Grazie per i dubbi, le certezze e il sostegno. Grazie per essere il nostro futuro. Auguro dal profondo
del cuore a noi tutti di continuare ad accendere insieme i lumi di Chanukkah. Mi dor le dor, per
generazioni e generazioni.
CHAG HA-OROT
Giuseppe Laras
La ricorrenza di Chanukkah (Inaugurazione), nota anche come Chag ha-Orot (festa delle Luci) cade
nella stagione invernale, il 25 del mese di Kislev, e dura otto giorni. Essa rievoca il periodo
altamente drammatico della storia del popolo ebraico, allorché, nel II secolo avanti Era Volgare, gli
abitanti della Giudea, politicamente assoggettati al regime seleucide della Siria, ne subivano ancor
più la forzata assimilazione alla cultura ellenistica dominante.
La precettistica religiosa era stata drasticamente limitata, la circoncisione e l’alimentazione rituale
(kasherut), in particolare, severamente vietate, il Santuario di Gerusalemme profanato, il popolo
sconvolto e demoralizzato. È in questo contesto di disperazione che inizia a manifestarsi una
reazione di riscatto, inizialmente attivata dai membri di una famiglia sacerdotale di Modi’in: il
padre Mattatia e i suoi cinque figli. Costoro, noti come Asmonei e, più tardi, anche come Maccabei,
sotto la guida del Yehudah, condurranno il popolo ebraico alla vittoria sui suoi oppressori e, quindi,
alla liberazione materiale e spirituale del paese. Due sono i principali elementi istitutivi della festa
di Chanukkah: il miracolo dell’olio, avvenuto nel Santuario, con la sua riconsacrazione al culto; il
miracolo della vittoria “dei pochi sui molti, dei deboli sui forti, dei giusti sui malvagi”. Il primo,
evidente come tale per la sua umana imprevedibilità, consistette nel fatto che un piccolo
quantitativo di olio, trovato nei locali del Tempio, che avrebbe potuto alimentare la lampada
perpetua a sette bracci (menorah) solo per un giorno, ne durò invece otto, il tempo, cioè, necessario
ai sacerdoti per prepararne del nuovo, in stato di purità. Il secondo miracolo di per sé non si
apparenta come tale, ma, in un’ottica umana, altrettanto straordinario e inatteso, consistette
nell’esito favorevole agli ebrei dello scontro armato con le soverchianti forze nemiche.

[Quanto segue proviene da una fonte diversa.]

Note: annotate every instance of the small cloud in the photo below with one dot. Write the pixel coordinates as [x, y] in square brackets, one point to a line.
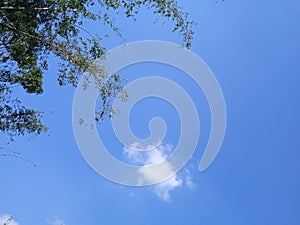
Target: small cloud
[56, 221]
[6, 219]
[155, 155]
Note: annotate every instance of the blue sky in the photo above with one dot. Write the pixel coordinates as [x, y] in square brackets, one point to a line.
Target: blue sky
[253, 48]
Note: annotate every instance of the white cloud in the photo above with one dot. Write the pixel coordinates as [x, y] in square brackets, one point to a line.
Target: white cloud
[8, 220]
[56, 221]
[156, 154]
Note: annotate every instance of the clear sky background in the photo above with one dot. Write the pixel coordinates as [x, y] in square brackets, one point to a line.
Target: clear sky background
[253, 47]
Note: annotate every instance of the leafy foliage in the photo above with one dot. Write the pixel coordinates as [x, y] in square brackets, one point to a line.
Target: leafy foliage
[31, 30]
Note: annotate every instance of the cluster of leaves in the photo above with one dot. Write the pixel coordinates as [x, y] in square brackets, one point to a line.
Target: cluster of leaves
[31, 30]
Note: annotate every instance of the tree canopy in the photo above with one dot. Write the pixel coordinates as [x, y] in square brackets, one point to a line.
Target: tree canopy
[32, 30]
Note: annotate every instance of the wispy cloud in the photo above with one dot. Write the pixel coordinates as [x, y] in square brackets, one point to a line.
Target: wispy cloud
[56, 221]
[7, 219]
[154, 154]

Per ricordare questo duplice ordine di miracoli e per tramandarli alla posterità, venne istituito, dai
Maestri dell’epoca, un rituale particolare: l’accensione per otto giorni consecutivi di una speciale
lampada a otto becchi chiamata chanukkià o hanukijah o hannukkah.
Questa lampada viene accesa, durante la festa, in ogni casa ebraica dopo il tramonto, negli otto
giorni seguenti il giorno corrispondente al 25 di Kislev, con la seguente modalità: un lume la prima
sera, due lumi la seconda e così via sino all’ottava sera, allorché la chanukkiah apparirà accesa con
tutti i suoi lumi. È prassi che la chanukkiah venga accesa ovviamente dopo il tramonto,
preferibilmente nell’ora in cui tutta la famiglia è riunita. Nella liturgia del periodo, oltreché la
lettura di appositi brani della Torah, la Bibbia ebraica, è prescritta la recitazione, nell’ambito della
’Amidah, una delle preghiere fondamentali dell’ebraismo e, privatamente, della preghiera di
ringraziamento dopo i pasti, del passo iniziante con le parole “Per i miracoli, per gli atti di valore,
per le vittorie... “e dopo la ’Amidah segue l’Hallel, preghiera contenente inni e lodi al Signore che
viene recitata nei giorni festivi. È altresì prescritto che, durante l’accensione dei lumi, non ci si
possa “servire” della loro luce, ma esclusivamente contemplarli, meditando con ciò sulla presenza
salvifica di D-o nella vita del Suo popolo.